Sizce neden - 100'den vazgeçtim - sadece 30 turistik Belde başkanı bir araya gelip, taleplerini ve düşüncelerini Ankara'ya, AB'ye veya bir kuruma, özel sektöre aktaramıyorlar?

"Bizim için siyasi öncelik olamaz, Beldemizin çıkarları önceliğimizdir" diyen Belde başkanlarını duyar gibiyim. Peki, neden 20 ayrı Belde başkanını, tek bir güç olarak bir fuarda göremiyoruz? Neden turistler 30 ayrı beldede tek tip çöp kutuları göremiyorlar?

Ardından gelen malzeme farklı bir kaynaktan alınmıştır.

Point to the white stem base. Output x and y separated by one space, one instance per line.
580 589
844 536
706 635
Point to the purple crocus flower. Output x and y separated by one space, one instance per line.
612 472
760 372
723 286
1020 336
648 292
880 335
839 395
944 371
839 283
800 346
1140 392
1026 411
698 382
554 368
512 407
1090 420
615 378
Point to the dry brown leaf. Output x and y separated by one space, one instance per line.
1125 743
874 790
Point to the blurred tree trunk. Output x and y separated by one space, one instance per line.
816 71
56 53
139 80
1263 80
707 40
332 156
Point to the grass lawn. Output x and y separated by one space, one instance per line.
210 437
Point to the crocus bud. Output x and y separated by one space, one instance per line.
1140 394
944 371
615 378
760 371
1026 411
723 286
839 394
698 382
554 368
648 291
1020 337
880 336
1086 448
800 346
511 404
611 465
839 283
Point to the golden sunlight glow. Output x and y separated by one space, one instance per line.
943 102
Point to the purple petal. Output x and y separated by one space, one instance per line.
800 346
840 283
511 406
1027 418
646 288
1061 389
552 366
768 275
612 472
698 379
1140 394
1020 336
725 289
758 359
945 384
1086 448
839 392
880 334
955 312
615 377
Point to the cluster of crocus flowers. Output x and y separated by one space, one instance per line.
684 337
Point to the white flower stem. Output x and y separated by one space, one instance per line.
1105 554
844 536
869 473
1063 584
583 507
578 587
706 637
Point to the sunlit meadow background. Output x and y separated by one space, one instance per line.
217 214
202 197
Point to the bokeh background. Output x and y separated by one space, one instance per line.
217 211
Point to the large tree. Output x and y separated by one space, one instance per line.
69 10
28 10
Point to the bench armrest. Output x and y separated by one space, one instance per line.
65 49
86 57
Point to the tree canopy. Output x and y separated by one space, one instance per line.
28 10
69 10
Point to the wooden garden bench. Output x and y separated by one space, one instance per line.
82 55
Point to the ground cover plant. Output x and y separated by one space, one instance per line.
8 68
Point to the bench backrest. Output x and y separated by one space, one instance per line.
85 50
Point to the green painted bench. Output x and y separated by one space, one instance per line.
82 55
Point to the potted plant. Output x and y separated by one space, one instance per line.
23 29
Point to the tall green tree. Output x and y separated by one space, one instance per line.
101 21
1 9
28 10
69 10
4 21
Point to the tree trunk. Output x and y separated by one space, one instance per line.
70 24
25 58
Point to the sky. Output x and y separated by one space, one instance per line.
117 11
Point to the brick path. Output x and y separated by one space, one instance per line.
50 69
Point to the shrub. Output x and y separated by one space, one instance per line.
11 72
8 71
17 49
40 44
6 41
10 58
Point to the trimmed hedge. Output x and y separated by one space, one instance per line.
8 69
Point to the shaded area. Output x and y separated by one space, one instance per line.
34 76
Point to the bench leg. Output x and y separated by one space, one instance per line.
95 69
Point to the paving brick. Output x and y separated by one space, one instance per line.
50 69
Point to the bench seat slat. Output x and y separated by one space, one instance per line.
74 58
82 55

Neden halen bir arıtma tesisine sahip olamayan Beldeler var? Bu soruları 100lerce kat çoğaltabiliriz.

Siyasi konumuna göre Ankara'dan gelecek parasal yardımları da hesaba katarsak, Belde Başkanları arası ayak çelmeler, tezgâhlar ve "Bizans oyunlarının" verdiği zararı siz düşünün.

Bunları söylerken kesinlikle bu veya şu Belde veya Belde başkanını ima etmiyorum.

Söylemek istediğim, her 2 veya 3 kilometrede ayrı bir yıkılmaz düşünce "kalesi" ile karşı karşıya kaldığımız sürece, ortak bir ses, ortak bir güç, ortak bir sinerji yaratmamız nasıl mümkün olacak?

Ortak paydaların farkına varamazsak, ortak niyetimizi nasıl dile getiririz?

 

Tehlikeli gelişmeler

2 veya 3 kilometrede bir ayrı prensiplerin hâkim olması, bir başka tehlikeyi de yanında getiriyor: Rant kavgası. "Benden önceki filancı partiye ait Başkan, şuraları peşkeş çekmiş. Öyleyse bende falancı parti yakınlarına, buraları satabilirim" düşüncesi size bir şeyler hatırlatıyor mu?

"İllaki benim rengim" diyen yüzlerce Belde başkanının yarattığı kaos ve çamur ortamında, hangi arsalar, hangi şartlara göre, kime ve kaça satılıyor? Bir bilen var mı?

 

Yakında rant kavgası kalmaz

Bu gidişle sadece bir problemi çözebiliriz: Yakında sahil-rant kavgası kalmaz, zira satılacak, inşaat yapılacak, kirletilecek, betonlaşacak... Sahil kalmaz.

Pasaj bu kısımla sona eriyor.